Attualmente viene proposta alle persone sieropositive una terapia altamente efficace, detta Haart (Higly Active Anti-Retroviral Therapy), che consiste nella combinazione di vari farmaci antiretrovirali. Occorre tuttavia tenere presente che le attuali strategie terapeutiche, anche se molto efficaci, non consentono la guarigione dall’infezione, ma permettono di tenerla sotto controllo. Attraverso l’uso del trattamento antiretrovirale, oggi un soggetto Hiv positivo ha un’aspettativa di vita analoga a quella di un soggetto non infetto, con una buona qualità di vita.
Grazie alle cure, una persona con Hiv che segue regolarmente la terapia e ha una carica virale non rilevabile, non trasmette il virus. Rifiutare una persona sieropositiva, pertanto, non è uno strumento di prevenzione.
Ad oggi la prevenzione è l’arma più efficace contro il virus dell’Hiv e il preservativo è lo strumento fondamentale per vivere un rapporto sessuale protetto e sicuro.
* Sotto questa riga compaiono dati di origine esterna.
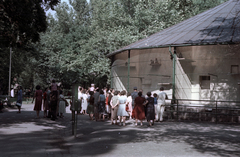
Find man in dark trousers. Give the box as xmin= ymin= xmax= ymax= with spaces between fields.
xmin=131 ymin=87 xmax=138 ymax=108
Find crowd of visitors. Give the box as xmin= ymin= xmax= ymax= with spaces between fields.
xmin=17 ymin=80 xmax=168 ymax=126
xmin=78 ymin=84 xmax=168 ymax=126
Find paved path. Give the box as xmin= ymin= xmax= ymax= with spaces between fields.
xmin=0 ymin=104 xmax=240 ymax=157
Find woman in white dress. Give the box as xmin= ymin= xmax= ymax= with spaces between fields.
xmin=126 ymin=92 xmax=132 ymax=119
xmin=117 ymin=90 xmax=129 ymax=126
xmin=82 ymin=89 xmax=88 ymax=114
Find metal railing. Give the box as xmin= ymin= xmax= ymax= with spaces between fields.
xmin=165 ymin=99 xmax=240 ymax=123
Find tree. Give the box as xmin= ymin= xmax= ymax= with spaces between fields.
xmin=36 ymin=0 xmax=109 ymax=89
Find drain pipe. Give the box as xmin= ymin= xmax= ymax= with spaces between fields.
xmin=127 ymin=50 xmax=130 ymax=92
xmin=169 ymin=46 xmax=176 ymax=103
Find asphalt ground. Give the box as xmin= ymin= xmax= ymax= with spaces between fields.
xmin=0 ymin=104 xmax=240 ymax=157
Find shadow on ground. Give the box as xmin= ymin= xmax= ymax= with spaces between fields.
xmin=0 ymin=105 xmax=240 ymax=157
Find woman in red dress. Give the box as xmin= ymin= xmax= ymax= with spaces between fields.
xmin=32 ymin=85 xmax=42 ymax=118
xmin=133 ymin=92 xmax=147 ymax=126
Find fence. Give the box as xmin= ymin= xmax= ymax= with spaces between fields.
xmin=164 ymin=99 xmax=240 ymax=123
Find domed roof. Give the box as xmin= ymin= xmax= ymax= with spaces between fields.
xmin=109 ymin=0 xmax=240 ymax=56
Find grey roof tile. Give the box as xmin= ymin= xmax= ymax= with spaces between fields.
xmin=108 ymin=0 xmax=240 ymax=56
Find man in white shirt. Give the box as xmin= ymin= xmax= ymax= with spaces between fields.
xmin=156 ymin=87 xmax=168 ymax=122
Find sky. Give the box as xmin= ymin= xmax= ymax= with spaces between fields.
xmin=46 ymin=0 xmax=89 ymax=15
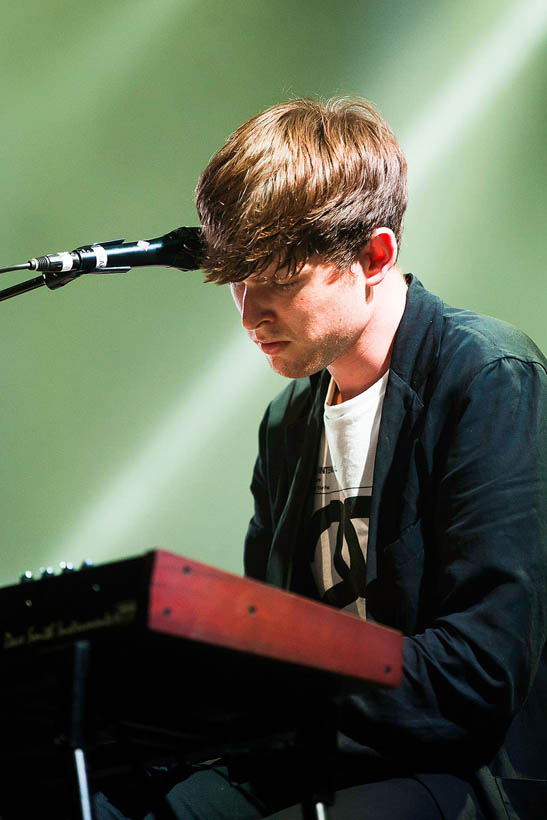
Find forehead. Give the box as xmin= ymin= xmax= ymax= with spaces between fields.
xmin=243 ymin=256 xmax=340 ymax=285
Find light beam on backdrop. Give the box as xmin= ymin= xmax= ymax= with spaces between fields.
xmin=401 ymin=0 xmax=547 ymax=196
xmin=55 ymin=333 xmax=267 ymax=562
xmin=2 ymin=0 xmax=189 ymax=139
xmin=54 ymin=0 xmax=547 ymax=558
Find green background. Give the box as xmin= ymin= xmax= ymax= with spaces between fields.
xmin=0 ymin=0 xmax=547 ymax=584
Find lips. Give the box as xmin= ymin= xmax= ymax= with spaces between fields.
xmin=258 ymin=342 xmax=289 ymax=356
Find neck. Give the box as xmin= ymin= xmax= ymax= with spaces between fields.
xmin=328 ymin=268 xmax=407 ymax=401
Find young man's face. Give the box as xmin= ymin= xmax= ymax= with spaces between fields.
xmin=231 ymin=262 xmax=369 ymax=378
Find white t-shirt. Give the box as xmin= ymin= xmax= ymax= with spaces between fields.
xmin=312 ymin=372 xmax=389 ymax=618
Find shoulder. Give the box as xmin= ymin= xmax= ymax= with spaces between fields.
xmin=439 ymin=305 xmax=547 ymax=372
xmin=400 ymin=277 xmax=547 ymax=398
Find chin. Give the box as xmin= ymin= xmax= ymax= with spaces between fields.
xmin=270 ymin=361 xmax=325 ymax=379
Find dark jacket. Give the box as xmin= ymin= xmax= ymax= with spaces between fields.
xmin=245 ymin=277 xmax=547 ymax=818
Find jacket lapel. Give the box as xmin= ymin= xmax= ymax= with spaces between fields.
xmin=266 ymin=371 xmax=330 ymax=589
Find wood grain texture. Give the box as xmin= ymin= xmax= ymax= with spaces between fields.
xmin=148 ymin=550 xmax=402 ymax=686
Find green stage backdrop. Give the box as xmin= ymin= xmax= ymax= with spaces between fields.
xmin=0 ymin=0 xmax=547 ymax=584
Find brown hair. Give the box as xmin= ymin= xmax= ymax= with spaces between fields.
xmin=196 ymin=97 xmax=407 ymax=284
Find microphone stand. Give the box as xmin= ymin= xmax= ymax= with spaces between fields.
xmin=0 ymin=263 xmax=131 ymax=302
xmin=0 ymin=228 xmax=204 ymax=302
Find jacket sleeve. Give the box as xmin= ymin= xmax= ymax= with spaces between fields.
xmin=341 ymin=357 xmax=547 ymax=766
xmin=243 ymin=408 xmax=273 ymax=581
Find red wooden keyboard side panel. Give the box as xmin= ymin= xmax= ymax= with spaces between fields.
xmin=148 ymin=550 xmax=402 ymax=686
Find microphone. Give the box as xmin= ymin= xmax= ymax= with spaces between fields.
xmin=24 ymin=228 xmax=205 ymax=289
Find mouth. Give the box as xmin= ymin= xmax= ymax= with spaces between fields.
xmin=258 ymin=342 xmax=289 ymax=356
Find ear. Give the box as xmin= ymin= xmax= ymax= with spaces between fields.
xmin=351 ymin=228 xmax=398 ymax=287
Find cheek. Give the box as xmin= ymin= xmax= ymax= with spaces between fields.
xmin=230 ymin=282 xmax=245 ymax=313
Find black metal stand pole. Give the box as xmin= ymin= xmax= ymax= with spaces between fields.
xmin=0 ymin=276 xmax=46 ymax=302
xmin=296 ymin=692 xmax=336 ymax=820
xmin=69 ymin=641 xmax=93 ymax=820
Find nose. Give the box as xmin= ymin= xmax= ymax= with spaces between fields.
xmin=232 ymin=282 xmax=275 ymax=331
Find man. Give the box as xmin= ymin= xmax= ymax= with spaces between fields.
xmin=99 ymin=99 xmax=547 ymax=820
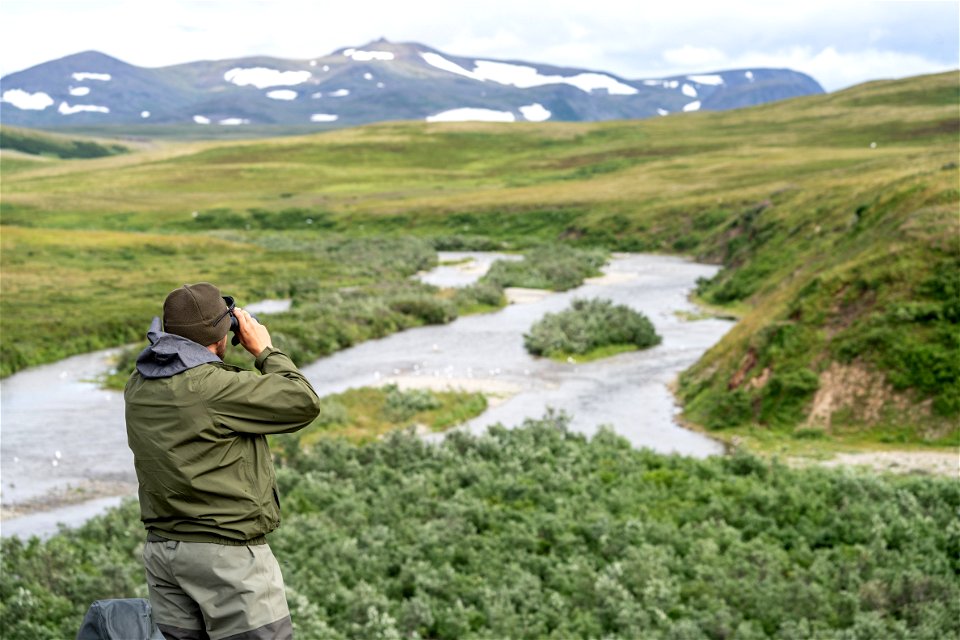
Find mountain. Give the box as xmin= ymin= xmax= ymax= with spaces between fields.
xmin=0 ymin=40 xmax=823 ymax=128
La novità degli ultimi anni si chiama PREP – profilassi pre-esposizione, ovvero la somministrazione preventiva di farmaci ai soggetti più a rischio. Anche in Italia è possibile acquistare il medicinale in farmacia previa presentazione di ricetta fatta da un medico infettivologo. Questo metodo preventivo consiste in una somministrazione per via orale di una pasticca in grado di rendere “immuni” preventivamente all’Hiv. È importante specificare però che la Prep lavora come difesa solo contro l’Hiv mentre non immunizza da tutte le altre Mst (malattie sessualmente trasmissibili) come epatiti, hpv, clamidia, sifilide ed altre che vengono spesso trascurate e che sono in netto aumento. Il preservativo garantisce invece una protezione nel 99% dei casi verso tutte le Mst.
La difficoltà maggiore che le persone sieropositive, oggi, devono affrontare non è legata alla qualità della vita, bensì allo stigma culturale che ancora esiste in merito all’Hiv. Non stupisce che ci sia ancora chi crede che il virus si trasmetta attraverso il semplice bacio. Va chiarito innanzitutto che lo stile di vita dei sieropositivi non è meno dignitoso degli altri. Le persone che hanno contratto il virus dell’Hiv continuano a condurre una vita sociale come quella dei sieronegativi e si può continuare a vivere una vita affettiva e sessuale.
Inoltre, va precisato che non esistono categorie a rischio ma solo comportamenti atti a facilitare la diffusione del virus: sesso non protetto, scambio di siringhe con soggetti infetti, incidenti sul posto di lavoro (vale soprattutto per infermieri e medici che quotidianamente hanno contatti con aghi o bisturi). Gli omosessuali e i tossicodipendenti, che inizialmente erano considerate le uniche categorie esposte al rischio del contagio, rappresentano ormai una percentuale bassa delle persone infette in Italia.
La spada di Damocle da arginare rimane l’ignoranza e la disinformazione di molti cittadini, soprattutto i più giovani. Il virus non sottrae il diritto di continuare a condurre una vita sana, ma il pregiudizio e le discriminazioni sono molto più dolorose di ogni cura.